Former Michigan medical marijuana regulator sentenced for taking bribes
- Former Michigan House Speaker, Rick Johnson, has been sentenced to nearly five years in federal prison for accepting bribes while leading the state’s Medical Marijuana Licensing Board.
- Johnson pleaded guilty to accepting bribes, including cash payments, flights, and commercial sex, totaling at least $110,200.
- Co-defendants and lobbyists Brian Pierce and Vincent Brown, who referred to Johnson as "Batman" in text messages, also pleaded guilty and will be sentenced in October.
- Johnson led the MMJ licensing board from 2017 to 2019 before it was abolished due to inefficiency and slow license approvals.
A powerful former Republican politician and medical marijuana regulator in Michigan was sentenced to nearly five years in federal prison for accepting bribes of more than $110,000 while leading the state’s MMJ licensing board.
Rick Johnson, the state’s House speaker from 2001 to 2004, pleaded guilty in federal court in April to accepting bribes while heading the state’s Medical Marijuana Licensing Board from 2017 to 2019.
“I am a corrupt politician,” Johnson told the judge Thursday during his sentencing, the Associated Press reported, citing The Detroit News.
Johnson was also “fined $50,000 for soliciting and accepting bribes” as a former chair of the state’s MMJ regulatory agency and ordered to forfeit an additional $110,200, according to a news release from the U.S. attorney’s office in the Western District of Michigan.
He accepted a minimum of $110,200 in bribes, including cash payments, flights to Canada on private planes and commercial sex paid for by others, according to the U.S. attorney’s office.
Co-defendants and lobbyists Brian Pierce and Vincent Brown, who referred to Johnson as “Batman” in text messages, also pleaded guilty to bribery-related charges.

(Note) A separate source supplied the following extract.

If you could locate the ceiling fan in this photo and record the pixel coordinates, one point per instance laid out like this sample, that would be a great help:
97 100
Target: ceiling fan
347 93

They are scheduled to be sentenced for conspiracy to commit bribery on Oct. 18.
John Dalaly, a Detroit-area businessman who paid the bribes as he sought lucrative medical cannabis licenses, was recently sentenced to more than two years in prison.
Johnson led the state’s MMJ licensing board from its inception in 2017 until it was abolished in 2019 by Gov. Gretchen Whitmer.
At the time, Whitmer and other critics cited the board’s inefficiency and slow pace in approving licenses as reasons for its elimination.